# chi weights?



## Lynne_and_Paco (Oct 4, 2010)

Hey all, wondering what the most a chi can weigh and still be healthy? I know I am probably being paranoid, but I know that too much weight can put stress on body systems, etc.
Paco is at 5 lbs 9 ounces as of he vet visit this past week.


----------



## flippedstars (Dec 16, 2009)

It all depends on frame size...My Trigger is 7ish lbs and healthy as a horse, our Laurel is 10.5 lbs and very healthy too. If you share some pics of your chi, we can probably help.

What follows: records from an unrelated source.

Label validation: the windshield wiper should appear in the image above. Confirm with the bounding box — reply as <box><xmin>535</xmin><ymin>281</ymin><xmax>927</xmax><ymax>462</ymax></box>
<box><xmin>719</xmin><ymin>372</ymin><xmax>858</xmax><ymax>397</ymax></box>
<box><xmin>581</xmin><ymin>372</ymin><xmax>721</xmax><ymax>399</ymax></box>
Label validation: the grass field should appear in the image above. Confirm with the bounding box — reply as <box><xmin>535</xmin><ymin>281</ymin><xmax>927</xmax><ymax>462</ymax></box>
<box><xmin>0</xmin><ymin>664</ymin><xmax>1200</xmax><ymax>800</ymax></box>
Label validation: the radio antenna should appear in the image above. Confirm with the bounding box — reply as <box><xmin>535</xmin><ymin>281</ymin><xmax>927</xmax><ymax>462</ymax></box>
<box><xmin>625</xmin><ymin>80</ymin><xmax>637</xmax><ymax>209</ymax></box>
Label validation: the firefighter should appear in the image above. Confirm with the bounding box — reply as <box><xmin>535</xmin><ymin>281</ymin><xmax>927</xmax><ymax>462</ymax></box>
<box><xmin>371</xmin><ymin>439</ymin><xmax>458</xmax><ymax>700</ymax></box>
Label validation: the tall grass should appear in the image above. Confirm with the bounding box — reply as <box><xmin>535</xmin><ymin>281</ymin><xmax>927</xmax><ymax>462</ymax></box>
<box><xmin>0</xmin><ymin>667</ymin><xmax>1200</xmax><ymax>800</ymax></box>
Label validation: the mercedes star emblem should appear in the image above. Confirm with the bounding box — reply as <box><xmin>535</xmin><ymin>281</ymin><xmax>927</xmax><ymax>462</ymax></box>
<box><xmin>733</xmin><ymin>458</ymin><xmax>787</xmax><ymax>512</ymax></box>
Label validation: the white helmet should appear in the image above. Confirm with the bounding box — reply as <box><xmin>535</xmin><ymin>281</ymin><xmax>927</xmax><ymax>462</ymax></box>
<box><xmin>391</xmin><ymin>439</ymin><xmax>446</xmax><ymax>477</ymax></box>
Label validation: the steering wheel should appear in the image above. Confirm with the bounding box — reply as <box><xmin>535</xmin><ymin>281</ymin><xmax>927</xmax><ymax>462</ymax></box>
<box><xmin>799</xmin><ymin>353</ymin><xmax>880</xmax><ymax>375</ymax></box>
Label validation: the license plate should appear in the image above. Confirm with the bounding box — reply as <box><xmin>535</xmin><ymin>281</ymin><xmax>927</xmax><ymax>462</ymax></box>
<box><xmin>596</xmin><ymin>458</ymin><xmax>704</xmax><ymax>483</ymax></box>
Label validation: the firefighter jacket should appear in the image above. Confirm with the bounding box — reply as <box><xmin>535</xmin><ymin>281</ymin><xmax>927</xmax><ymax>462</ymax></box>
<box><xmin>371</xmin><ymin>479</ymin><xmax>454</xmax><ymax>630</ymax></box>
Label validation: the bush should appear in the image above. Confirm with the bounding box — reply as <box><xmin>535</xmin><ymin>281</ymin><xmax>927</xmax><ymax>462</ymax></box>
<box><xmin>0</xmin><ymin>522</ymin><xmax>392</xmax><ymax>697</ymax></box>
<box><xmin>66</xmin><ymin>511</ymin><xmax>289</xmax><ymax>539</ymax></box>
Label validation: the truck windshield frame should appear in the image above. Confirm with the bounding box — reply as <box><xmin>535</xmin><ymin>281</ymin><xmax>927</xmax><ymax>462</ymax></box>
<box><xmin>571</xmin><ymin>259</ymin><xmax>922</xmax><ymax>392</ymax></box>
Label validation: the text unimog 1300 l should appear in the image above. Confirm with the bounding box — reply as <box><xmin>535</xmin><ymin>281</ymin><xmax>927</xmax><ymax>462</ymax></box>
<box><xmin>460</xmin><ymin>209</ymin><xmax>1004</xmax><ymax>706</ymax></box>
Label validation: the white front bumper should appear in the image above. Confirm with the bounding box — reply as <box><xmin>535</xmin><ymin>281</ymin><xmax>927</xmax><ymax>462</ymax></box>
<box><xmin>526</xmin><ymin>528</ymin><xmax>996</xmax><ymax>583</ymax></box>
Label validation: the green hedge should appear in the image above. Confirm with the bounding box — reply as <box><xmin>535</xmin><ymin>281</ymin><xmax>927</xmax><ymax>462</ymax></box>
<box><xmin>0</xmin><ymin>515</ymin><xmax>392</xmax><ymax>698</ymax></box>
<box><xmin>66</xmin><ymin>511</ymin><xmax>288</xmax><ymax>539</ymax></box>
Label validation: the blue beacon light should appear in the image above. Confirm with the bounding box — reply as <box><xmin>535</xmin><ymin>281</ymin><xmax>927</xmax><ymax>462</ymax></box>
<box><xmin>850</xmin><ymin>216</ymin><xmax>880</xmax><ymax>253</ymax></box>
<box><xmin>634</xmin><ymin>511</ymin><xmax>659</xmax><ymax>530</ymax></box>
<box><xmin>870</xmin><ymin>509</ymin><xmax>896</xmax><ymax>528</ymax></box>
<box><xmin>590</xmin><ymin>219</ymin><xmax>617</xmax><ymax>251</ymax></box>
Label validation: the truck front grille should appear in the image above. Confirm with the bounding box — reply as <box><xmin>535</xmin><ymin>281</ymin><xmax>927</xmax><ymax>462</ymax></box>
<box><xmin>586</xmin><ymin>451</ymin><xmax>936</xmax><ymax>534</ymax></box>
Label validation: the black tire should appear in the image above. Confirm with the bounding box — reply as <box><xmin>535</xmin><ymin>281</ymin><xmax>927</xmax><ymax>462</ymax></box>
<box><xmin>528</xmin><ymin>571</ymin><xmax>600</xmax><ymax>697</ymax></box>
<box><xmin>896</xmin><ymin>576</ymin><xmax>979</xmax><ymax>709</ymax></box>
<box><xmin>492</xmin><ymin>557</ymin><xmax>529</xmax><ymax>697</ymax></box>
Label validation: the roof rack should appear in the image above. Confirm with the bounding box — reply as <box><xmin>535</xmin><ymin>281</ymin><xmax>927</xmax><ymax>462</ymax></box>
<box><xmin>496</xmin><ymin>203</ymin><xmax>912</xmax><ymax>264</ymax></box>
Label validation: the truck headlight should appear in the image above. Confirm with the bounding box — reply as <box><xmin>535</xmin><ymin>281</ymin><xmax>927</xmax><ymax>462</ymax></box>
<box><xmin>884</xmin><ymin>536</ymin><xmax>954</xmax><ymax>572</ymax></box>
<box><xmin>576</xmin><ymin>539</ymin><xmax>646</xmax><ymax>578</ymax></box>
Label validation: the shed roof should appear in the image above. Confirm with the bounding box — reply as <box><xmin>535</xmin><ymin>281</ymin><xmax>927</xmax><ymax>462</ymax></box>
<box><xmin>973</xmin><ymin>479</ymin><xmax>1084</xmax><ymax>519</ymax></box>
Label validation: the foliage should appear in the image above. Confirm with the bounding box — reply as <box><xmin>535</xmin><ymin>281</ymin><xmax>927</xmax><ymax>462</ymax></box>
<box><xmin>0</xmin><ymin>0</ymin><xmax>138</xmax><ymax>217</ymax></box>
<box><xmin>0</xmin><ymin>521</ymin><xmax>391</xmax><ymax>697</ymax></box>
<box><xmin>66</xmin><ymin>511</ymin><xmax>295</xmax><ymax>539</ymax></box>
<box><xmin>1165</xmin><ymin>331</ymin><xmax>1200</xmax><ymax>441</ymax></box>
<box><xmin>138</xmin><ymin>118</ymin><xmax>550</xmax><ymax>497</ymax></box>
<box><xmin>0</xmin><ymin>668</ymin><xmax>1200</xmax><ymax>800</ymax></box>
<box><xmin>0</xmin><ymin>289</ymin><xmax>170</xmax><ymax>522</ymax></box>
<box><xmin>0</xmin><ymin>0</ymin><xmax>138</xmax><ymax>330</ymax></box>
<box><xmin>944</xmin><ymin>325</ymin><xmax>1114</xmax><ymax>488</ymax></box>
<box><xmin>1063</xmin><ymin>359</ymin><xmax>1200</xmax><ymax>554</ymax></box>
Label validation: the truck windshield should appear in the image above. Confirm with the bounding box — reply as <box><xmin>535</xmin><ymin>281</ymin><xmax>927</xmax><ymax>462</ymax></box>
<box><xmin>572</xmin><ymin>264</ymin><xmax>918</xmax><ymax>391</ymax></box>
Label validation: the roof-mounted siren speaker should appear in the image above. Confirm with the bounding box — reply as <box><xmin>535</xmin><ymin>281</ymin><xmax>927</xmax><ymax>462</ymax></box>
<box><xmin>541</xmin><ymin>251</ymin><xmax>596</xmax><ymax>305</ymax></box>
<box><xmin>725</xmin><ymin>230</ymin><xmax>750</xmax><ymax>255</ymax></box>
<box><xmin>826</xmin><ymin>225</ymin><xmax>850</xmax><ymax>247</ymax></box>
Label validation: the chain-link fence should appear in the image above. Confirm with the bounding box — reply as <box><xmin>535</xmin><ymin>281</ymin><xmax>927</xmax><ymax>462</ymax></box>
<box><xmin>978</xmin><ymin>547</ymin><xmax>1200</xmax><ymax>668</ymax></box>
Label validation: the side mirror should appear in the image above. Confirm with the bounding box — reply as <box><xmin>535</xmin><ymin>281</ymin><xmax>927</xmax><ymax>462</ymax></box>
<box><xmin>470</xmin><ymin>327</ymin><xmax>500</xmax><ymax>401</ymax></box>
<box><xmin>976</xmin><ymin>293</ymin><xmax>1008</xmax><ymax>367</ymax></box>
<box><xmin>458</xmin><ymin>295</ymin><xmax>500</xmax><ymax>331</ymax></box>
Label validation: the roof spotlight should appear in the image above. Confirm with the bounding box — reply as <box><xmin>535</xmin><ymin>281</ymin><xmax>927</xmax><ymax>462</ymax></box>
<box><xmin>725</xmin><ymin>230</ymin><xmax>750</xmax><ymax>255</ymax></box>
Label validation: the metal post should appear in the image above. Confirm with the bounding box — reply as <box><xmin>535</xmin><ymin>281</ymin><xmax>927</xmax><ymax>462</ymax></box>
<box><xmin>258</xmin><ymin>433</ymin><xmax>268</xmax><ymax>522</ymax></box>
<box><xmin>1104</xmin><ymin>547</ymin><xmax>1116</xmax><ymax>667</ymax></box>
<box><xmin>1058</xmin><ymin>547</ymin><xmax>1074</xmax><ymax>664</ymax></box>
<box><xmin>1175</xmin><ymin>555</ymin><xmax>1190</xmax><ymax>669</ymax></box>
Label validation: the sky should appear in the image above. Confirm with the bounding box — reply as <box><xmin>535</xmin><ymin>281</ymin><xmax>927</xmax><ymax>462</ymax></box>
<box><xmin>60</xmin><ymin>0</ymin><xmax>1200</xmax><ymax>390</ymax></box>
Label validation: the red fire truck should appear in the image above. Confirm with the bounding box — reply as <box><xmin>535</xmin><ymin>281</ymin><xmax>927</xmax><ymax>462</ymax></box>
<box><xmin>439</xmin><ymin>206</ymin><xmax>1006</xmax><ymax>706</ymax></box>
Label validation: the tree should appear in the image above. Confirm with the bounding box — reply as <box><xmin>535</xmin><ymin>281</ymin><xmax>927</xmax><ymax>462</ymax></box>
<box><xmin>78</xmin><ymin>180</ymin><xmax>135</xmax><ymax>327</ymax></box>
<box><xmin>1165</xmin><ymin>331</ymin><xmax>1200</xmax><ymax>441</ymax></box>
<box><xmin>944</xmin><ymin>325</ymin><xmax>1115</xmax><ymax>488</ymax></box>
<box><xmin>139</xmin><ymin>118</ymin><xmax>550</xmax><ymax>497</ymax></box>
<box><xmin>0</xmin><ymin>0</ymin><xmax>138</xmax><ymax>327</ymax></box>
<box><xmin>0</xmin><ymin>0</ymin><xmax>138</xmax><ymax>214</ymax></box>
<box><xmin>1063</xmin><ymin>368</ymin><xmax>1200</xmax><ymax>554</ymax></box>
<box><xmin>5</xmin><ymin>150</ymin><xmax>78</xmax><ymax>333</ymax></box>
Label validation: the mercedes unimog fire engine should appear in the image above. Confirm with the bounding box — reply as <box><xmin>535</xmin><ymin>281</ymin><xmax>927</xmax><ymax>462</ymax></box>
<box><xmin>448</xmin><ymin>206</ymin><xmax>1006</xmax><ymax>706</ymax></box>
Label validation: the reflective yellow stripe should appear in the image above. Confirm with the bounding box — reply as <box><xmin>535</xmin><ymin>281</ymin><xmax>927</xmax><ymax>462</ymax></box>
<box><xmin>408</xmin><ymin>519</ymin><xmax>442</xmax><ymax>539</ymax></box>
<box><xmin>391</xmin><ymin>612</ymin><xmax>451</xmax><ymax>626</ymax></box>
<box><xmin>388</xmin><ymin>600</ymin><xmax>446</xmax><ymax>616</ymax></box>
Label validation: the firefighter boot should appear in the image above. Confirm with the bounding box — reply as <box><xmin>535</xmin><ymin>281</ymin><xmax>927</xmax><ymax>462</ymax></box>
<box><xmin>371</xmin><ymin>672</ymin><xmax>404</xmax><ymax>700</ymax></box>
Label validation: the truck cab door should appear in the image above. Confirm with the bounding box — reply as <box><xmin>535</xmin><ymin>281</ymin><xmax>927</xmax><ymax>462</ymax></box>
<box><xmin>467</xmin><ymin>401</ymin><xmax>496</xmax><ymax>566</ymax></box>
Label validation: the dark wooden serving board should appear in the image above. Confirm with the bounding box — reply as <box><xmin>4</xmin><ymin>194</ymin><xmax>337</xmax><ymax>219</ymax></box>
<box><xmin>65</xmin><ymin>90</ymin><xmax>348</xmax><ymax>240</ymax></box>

I then have Bryco and Oakley both who are UNDER 4 lbs and both who are OVERWEIGHT lol. Go figure.


----------



## Lynne_and_Paco (Oct 4, 2010)

here he is


----------



## cherper (May 8, 2009)

Leila weighed 6lb 2 oz when i took her to the vet a week ago and she looks fine i think. She could probably lose a few oz. but if she didn't it would be ok. I think It depends on their body style. 
Leila is a short legged chi so i think she can handle it. But Flipped stars oakley is very long legged and taller and therefore she is smaller boned and needs to weigh less.
Here is a current pic of leila








Notice how short her little legs are V


----------



## Lynne_and_Paco (Oct 4, 2010)

aww look at Leila's teeny tiny legs!!


----------



## svdreamer (Feb 20, 2010)

Depends on the chi, really. Lexxi is 8 pounds and it's the perfect weight for her. Reggie is 7 pounds 5 oz and is overweight for him. Each individual chi has an ideal weight, there is no specific weight for all chis. Based on the pics, I think he looks fine.


----------



## cprcheetah (May 4, 2009)

It really depends on the frame of the dog, I've seen a 'healthy' chi weigh 15# (it's not to breed standard) but it was a big boy, and his weight was perfect. It's hard to tell with the hair but he looks like he is at a good weight. The most important thing to watch is their BCS (Body Condition Score). You want to see a tuckup on them.


----------



## flippedstars (Dec 16, 2009)

I think Paco looks fine based on those pics, right in the middle of "normal". He may just weigh more as an adult tahn 6 lbs.


----------



## MChis (Oct 13, 2009)

He looks to be a healthy weight to me!


----------



## xxtarafiedxx (Sep 10, 2010)

Cookie is 10 years old, almost 11, and weighs about 12 pounds (she's a porker). The vet always says that she's perfectly healthy.


----------



## Lynne_and_Paco (Oct 4, 2010)

Thanks all! He is almost 10 months old now so I think he is about done growing, but you are right he might put on more weight. I suppose I am just majorly paranoid. I know people say that dogs forget what happened in the past, but coming from a rescue I still worry that what he has gone thru might still bother him and admittedly pamper him a bit much.


----------